For NaNoWriMo, you're going to be spending a solid month with your characters. You don't have to use my three questions; make up your own -- or use another method to build your characters that works better for you (see the links below for some interesting alternative approaches.) But once you feel you've built your character, ask yourself this: If they were standing among a big group of other characters, all dressed alike, and you were half a football field away, could you spot them? How? Answer that question in enough different, interesting ways, and you will probably know your character well enough to write them for thirty days.

What problems are you having with your creating characters? What methods do you use that help you build the best? Let us know in comments.

Character Creation Tools: Evernote freeware ~ Greg Knollenberg's Web Resources for Dveloping Characters ~ Karen Lotter's Character Development in Fiction ~ The Lazy Scholar's How to Create a Character Profile

Also, from PBW: ABCharacter ~ Character Trading Cards ~ Know Thy Character Ten ~ The Complete Friday 20 Index, with lots of questions and my answers about characters.

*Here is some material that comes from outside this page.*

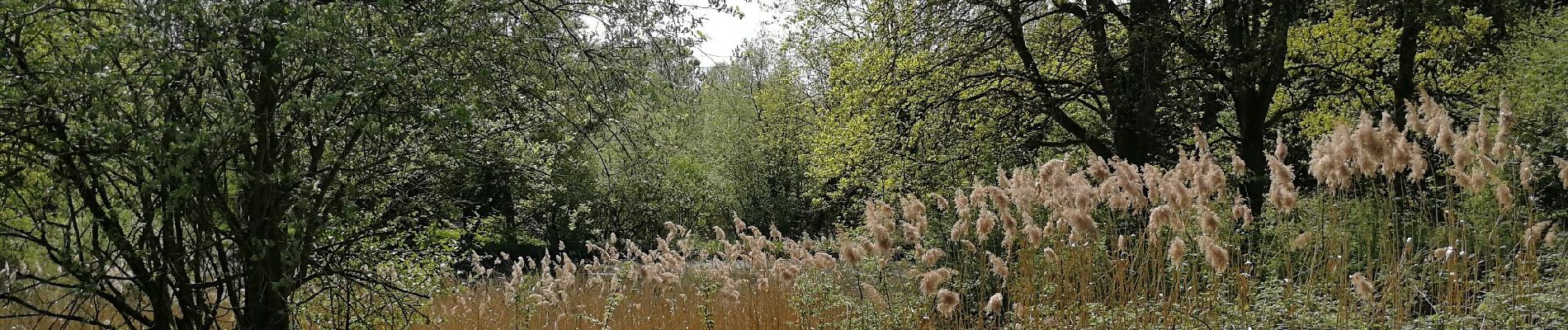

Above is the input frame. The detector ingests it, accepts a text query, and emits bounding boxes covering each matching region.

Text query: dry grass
[413,94,1568,328]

Image Credit: © Gina Smith |


  1. I think part of my current problem is that I AM writing about a bunch of big, strong vampires, but with a singular storyline. I fret about inevitable comparisons, fair or not.
    And I don't want to focus on making them so 'different' that I lose sight of who they are. :-/

  2. Raine wrote: I think part of my current problem is that I AM writing about a bunch of big, strong vampires, but with a singular storyline. I fret about inevitable comparisons, fair or not.

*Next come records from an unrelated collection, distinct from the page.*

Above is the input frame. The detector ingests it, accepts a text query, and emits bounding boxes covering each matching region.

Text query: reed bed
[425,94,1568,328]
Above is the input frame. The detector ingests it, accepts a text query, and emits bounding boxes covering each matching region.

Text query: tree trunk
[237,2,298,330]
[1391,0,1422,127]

    When I published the first StarDoc, everyone compared my books to James White's because we both wrote about medical professionals in the far future. Since I don't read much SF I'd never actually heard of the guy until Anne MacCaffrey mentioned him in an e-mail (and by then I was writing book three of the series.) I wasn't worried about unconscious lifting because I'd never read his books, but because I was a scared-of-everything rookie I was still worried. So I went out, bought one of his novels and read it, and saw for myself that we had two completely different far-future universes, character casts, plotlines, voices, writing styles, etc.

    If it helps, use my analogy and think of genre as a marching band, and the big, strong vampire as the uniform your characters are wearing. Your job in the story is to offer the reader some way of recognizing your characters among all the other vampires in big/strong uniforms. What is unique about your immortals? There are so many ways other than physical appearance to give them their own identities, and their own brand. And it's not a matter of making them different so much as it's making them unmistakably yours.